I did N1V1=N2V2 but that got me 10.0 mL and the answer is 10.2 mL. Any help would be appreciated.

 

[MCPD]

You have to take the pH into account. I tried to figure it out but got nowhere. I guess my gen chem skills are rusty...which is not a good sign. But I do know that [H+] = 10^-pH.....so I guess the final hydrogen ion concentration is .01 M in this case but then again I'm really not quite sure. Perhaps using one of those initial,change,final diagrams would be of help. Please post how you get the final product if you figure it out.
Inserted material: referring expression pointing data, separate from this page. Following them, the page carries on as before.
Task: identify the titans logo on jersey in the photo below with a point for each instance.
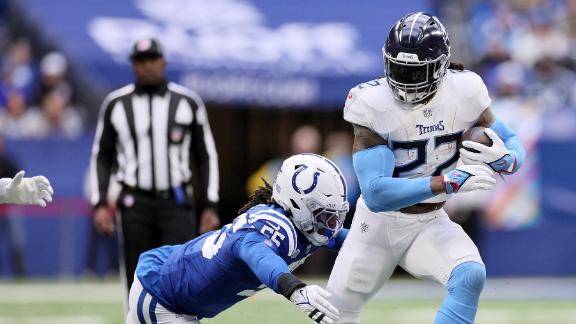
(205, 276)
(423, 137)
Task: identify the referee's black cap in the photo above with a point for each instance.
(146, 47)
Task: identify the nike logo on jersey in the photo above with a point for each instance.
(423, 129)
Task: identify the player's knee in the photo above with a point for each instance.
(468, 276)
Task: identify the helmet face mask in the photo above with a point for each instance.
(313, 190)
(416, 57)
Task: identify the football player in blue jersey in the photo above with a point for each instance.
(275, 232)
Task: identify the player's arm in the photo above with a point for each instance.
(374, 165)
(273, 271)
(506, 154)
(25, 191)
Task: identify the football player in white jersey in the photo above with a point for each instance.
(407, 126)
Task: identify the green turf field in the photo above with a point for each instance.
(100, 303)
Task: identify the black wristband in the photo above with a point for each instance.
(288, 283)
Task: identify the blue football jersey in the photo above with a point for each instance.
(206, 275)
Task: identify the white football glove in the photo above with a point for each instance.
(26, 191)
(313, 300)
(497, 156)
(468, 178)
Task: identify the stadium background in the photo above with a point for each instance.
(265, 68)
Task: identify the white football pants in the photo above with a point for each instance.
(427, 245)
(145, 309)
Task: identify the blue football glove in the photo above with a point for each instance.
(468, 178)
(497, 156)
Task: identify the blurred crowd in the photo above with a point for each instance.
(524, 50)
(36, 98)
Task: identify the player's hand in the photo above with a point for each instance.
(496, 156)
(209, 221)
(313, 300)
(104, 220)
(27, 191)
(468, 178)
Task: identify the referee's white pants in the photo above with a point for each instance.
(145, 309)
(428, 246)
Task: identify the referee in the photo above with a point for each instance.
(149, 135)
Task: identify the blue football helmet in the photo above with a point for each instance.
(416, 57)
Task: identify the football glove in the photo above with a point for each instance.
(26, 191)
(313, 300)
(497, 156)
(468, 178)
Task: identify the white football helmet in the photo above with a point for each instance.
(313, 190)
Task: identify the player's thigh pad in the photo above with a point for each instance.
(145, 309)
(440, 246)
(363, 264)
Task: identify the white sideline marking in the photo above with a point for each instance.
(53, 320)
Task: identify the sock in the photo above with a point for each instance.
(464, 288)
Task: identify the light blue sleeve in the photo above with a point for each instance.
(374, 168)
(261, 258)
(511, 140)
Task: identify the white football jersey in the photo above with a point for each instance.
(423, 137)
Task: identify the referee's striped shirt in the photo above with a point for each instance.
(153, 138)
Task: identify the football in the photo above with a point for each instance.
(475, 134)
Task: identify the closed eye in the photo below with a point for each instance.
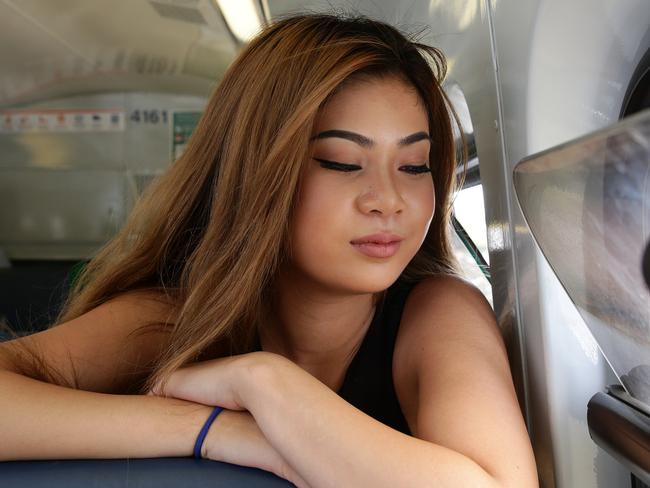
(338, 166)
(416, 169)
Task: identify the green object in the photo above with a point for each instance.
(183, 124)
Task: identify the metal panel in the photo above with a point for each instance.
(563, 70)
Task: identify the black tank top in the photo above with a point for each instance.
(368, 383)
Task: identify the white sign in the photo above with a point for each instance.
(56, 120)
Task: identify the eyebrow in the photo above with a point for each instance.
(367, 142)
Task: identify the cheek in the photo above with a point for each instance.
(424, 208)
(315, 224)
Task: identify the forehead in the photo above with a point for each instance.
(374, 107)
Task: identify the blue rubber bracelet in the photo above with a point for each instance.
(204, 432)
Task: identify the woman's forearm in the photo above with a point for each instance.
(43, 421)
(329, 443)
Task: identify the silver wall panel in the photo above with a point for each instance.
(563, 69)
(64, 194)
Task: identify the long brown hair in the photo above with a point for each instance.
(210, 234)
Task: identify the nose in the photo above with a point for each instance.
(381, 196)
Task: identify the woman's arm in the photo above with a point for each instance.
(98, 353)
(43, 421)
(328, 442)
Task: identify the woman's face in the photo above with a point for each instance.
(367, 196)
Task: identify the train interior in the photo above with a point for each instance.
(552, 222)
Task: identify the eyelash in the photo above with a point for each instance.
(348, 168)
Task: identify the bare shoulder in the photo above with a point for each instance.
(447, 307)
(453, 380)
(104, 350)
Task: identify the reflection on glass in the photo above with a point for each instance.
(587, 204)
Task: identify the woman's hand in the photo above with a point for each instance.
(235, 438)
(218, 382)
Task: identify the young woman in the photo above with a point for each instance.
(293, 268)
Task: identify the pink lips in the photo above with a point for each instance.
(381, 245)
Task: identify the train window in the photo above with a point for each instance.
(470, 237)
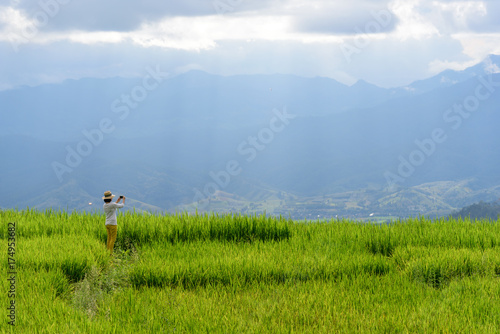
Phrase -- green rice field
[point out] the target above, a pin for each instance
(248, 274)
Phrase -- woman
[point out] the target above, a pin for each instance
(110, 211)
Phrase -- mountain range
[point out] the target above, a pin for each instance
(283, 144)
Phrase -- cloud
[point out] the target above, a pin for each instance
(109, 15)
(414, 39)
(344, 18)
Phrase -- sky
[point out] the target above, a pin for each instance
(389, 43)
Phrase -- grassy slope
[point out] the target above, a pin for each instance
(253, 274)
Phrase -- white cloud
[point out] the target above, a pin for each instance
(299, 37)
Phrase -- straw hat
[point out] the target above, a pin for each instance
(108, 195)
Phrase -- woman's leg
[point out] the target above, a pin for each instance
(112, 232)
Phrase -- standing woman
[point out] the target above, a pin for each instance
(110, 211)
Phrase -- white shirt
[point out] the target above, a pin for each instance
(110, 211)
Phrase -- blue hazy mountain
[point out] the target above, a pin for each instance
(64, 144)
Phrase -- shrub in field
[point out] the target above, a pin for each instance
(437, 267)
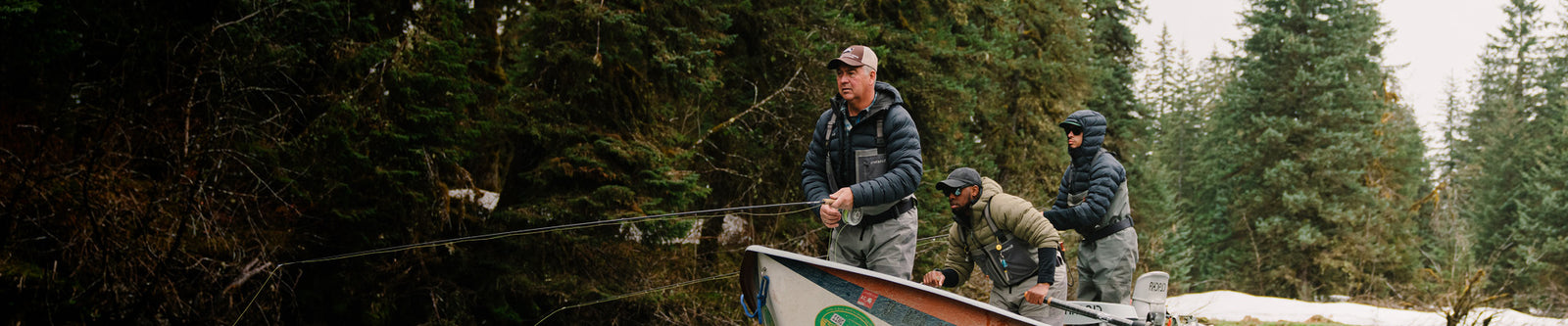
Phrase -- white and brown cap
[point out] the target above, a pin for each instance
(855, 55)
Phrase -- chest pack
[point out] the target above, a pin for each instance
(1120, 206)
(1008, 260)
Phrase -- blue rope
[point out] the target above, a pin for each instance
(762, 300)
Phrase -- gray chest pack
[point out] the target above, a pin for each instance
(869, 163)
(1120, 206)
(1010, 260)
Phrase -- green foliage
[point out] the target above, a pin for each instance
(1305, 156)
(1505, 156)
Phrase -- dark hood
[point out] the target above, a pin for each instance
(886, 96)
(1094, 135)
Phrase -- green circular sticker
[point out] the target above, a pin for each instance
(843, 315)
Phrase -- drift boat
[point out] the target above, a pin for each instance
(781, 287)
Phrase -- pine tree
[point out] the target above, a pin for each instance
(1512, 143)
(1309, 153)
(1518, 133)
(1115, 63)
(1168, 93)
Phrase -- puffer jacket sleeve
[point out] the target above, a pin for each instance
(1104, 180)
(1062, 190)
(814, 169)
(1024, 221)
(958, 255)
(904, 163)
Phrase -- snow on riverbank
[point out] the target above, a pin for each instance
(1235, 305)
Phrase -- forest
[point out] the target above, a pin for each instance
(223, 162)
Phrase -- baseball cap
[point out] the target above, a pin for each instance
(855, 55)
(960, 179)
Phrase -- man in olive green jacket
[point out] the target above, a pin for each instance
(1011, 242)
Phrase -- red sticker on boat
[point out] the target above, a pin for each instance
(867, 298)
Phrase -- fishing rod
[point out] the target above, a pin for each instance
(510, 234)
(538, 231)
(1094, 313)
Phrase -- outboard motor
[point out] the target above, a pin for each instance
(1149, 297)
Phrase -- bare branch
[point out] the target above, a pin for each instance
(749, 110)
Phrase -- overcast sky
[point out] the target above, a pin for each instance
(1435, 38)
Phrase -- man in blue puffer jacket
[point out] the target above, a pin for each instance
(864, 159)
(1094, 201)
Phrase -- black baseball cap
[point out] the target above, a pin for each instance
(960, 179)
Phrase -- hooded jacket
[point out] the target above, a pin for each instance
(1010, 213)
(902, 151)
(1100, 174)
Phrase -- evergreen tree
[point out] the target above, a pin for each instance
(1115, 62)
(1513, 143)
(1168, 93)
(1308, 151)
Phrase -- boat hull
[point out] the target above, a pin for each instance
(783, 287)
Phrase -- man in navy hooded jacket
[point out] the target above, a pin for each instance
(864, 159)
(1094, 201)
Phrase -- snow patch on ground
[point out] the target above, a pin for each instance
(736, 232)
(1236, 305)
(485, 198)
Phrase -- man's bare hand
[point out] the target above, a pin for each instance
(1037, 295)
(843, 200)
(830, 216)
(935, 279)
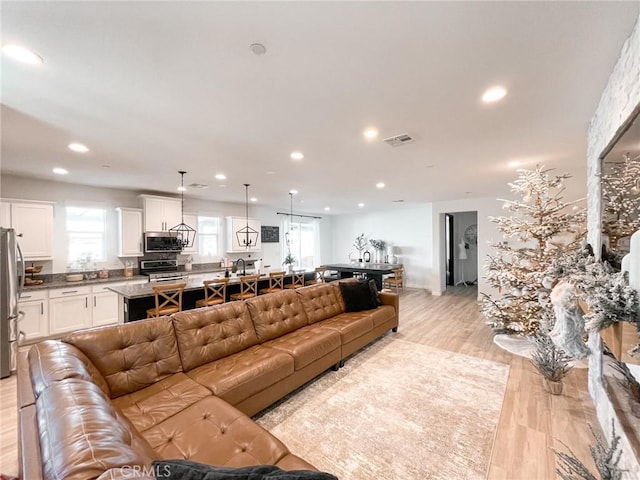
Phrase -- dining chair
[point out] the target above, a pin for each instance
(396, 280)
(276, 283)
(168, 299)
(248, 287)
(297, 280)
(319, 276)
(215, 292)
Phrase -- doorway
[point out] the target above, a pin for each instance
(461, 245)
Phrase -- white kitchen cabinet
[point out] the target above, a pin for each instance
(235, 245)
(129, 232)
(191, 220)
(33, 222)
(34, 319)
(5, 215)
(104, 305)
(69, 309)
(161, 213)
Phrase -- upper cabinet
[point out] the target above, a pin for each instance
(236, 236)
(33, 222)
(129, 232)
(161, 213)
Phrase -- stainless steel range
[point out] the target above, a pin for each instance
(162, 270)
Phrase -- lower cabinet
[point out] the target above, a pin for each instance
(104, 305)
(69, 309)
(34, 317)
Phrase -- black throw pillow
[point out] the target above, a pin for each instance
(358, 296)
(188, 470)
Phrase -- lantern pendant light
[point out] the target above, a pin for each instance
(185, 235)
(247, 237)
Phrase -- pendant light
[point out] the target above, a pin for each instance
(287, 235)
(185, 235)
(247, 236)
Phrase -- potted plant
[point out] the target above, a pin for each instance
(289, 260)
(378, 246)
(551, 363)
(361, 245)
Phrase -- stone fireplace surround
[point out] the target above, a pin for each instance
(619, 103)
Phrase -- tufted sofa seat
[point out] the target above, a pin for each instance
(105, 403)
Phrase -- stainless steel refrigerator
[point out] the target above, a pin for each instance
(11, 281)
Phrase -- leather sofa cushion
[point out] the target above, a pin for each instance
(154, 404)
(238, 376)
(131, 356)
(217, 434)
(189, 470)
(275, 314)
(207, 334)
(350, 325)
(307, 344)
(81, 434)
(52, 361)
(321, 301)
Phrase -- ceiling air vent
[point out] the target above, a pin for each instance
(398, 140)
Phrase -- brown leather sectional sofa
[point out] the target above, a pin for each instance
(104, 403)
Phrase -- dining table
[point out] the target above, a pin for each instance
(372, 270)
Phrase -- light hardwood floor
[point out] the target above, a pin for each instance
(531, 423)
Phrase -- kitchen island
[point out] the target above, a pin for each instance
(135, 300)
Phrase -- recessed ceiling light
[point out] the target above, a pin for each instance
(22, 54)
(370, 133)
(257, 49)
(494, 94)
(78, 147)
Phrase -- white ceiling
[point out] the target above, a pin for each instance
(153, 88)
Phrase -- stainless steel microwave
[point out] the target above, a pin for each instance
(161, 242)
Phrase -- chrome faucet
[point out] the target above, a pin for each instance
(244, 271)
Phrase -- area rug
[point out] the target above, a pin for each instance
(397, 410)
(524, 347)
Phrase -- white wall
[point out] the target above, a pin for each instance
(407, 228)
(63, 194)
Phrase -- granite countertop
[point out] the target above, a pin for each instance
(194, 283)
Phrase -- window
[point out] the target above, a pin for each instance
(86, 235)
(302, 237)
(208, 236)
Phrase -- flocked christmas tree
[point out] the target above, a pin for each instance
(541, 227)
(621, 198)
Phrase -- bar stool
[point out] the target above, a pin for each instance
(276, 283)
(248, 287)
(168, 299)
(297, 280)
(215, 292)
(319, 277)
(397, 280)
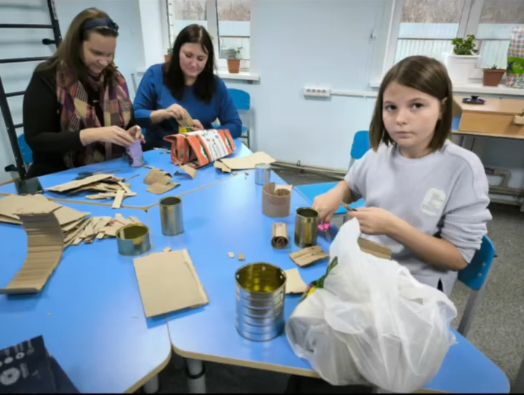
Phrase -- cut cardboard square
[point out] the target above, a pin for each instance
(248, 162)
(45, 247)
(73, 185)
(294, 282)
(156, 176)
(159, 189)
(308, 255)
(168, 282)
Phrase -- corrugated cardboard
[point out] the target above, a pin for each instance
(45, 247)
(168, 282)
(495, 118)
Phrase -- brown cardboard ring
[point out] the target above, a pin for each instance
(133, 239)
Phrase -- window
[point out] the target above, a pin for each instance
(229, 20)
(426, 27)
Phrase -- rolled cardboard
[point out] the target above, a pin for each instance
(275, 202)
(280, 237)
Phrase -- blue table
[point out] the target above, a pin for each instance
(159, 158)
(234, 222)
(89, 313)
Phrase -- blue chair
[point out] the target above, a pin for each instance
(25, 150)
(360, 146)
(242, 102)
(474, 276)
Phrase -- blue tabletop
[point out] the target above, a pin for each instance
(89, 313)
(159, 158)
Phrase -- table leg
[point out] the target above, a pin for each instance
(151, 387)
(518, 386)
(196, 376)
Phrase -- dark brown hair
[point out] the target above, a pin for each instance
(68, 55)
(205, 84)
(424, 74)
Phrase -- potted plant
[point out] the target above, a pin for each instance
(492, 76)
(463, 60)
(233, 59)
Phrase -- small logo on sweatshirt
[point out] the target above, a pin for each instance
(433, 202)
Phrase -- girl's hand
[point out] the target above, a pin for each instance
(197, 125)
(326, 205)
(375, 221)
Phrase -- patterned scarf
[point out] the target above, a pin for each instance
(78, 114)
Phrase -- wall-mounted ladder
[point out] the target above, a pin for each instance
(11, 127)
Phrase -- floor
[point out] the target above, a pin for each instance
(498, 328)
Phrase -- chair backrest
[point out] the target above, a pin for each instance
(25, 150)
(360, 144)
(476, 273)
(241, 99)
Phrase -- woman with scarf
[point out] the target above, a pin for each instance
(77, 108)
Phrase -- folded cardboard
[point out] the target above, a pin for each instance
(168, 282)
(45, 247)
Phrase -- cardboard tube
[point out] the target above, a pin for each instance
(133, 239)
(280, 237)
(275, 203)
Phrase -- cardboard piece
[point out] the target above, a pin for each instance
(280, 238)
(275, 201)
(374, 248)
(189, 170)
(294, 282)
(308, 255)
(168, 282)
(247, 162)
(72, 186)
(159, 182)
(45, 247)
(495, 118)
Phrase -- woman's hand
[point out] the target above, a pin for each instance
(178, 112)
(375, 221)
(136, 133)
(197, 125)
(107, 134)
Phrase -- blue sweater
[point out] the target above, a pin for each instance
(153, 94)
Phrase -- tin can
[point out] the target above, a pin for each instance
(260, 295)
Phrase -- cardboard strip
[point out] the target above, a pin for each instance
(247, 162)
(280, 237)
(308, 255)
(275, 201)
(168, 282)
(45, 247)
(294, 282)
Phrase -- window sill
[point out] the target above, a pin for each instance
(241, 76)
(478, 88)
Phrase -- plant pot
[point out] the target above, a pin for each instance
(460, 67)
(233, 65)
(492, 77)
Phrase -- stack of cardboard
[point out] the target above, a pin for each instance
(107, 186)
(76, 226)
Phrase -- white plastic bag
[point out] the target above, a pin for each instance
(371, 321)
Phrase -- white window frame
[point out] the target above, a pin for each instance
(468, 24)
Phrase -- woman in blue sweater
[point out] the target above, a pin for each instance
(186, 85)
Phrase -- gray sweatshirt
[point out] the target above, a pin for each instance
(444, 194)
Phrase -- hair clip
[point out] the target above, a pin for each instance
(100, 22)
Sorry this post wasn't much help.

-MCPD

 

[Megatron99]

I don't know if this is the best way but the way i did is:

Final H+ conc. = 10^-2 = 0.01

When we mix NaOH and HCl , there conc. changes so the we calculate the new conc.

We should assume x for volume of HCl required.

New conc. of OH- = (10mL*1M)/10mL+xmL
New conc. of H+ = (xmL*1M)/xmL+10mL

OH- + H+ -----> H2O
S 10/(x+10) x/(x+10) -----
C -(10/x+10) -(10/x+10) -----
N 0 0.01 -----

(x/x+10) - (10/(x+10)) = 0.01

x = 10.2 which the vol of HCl req. to reach pH of 2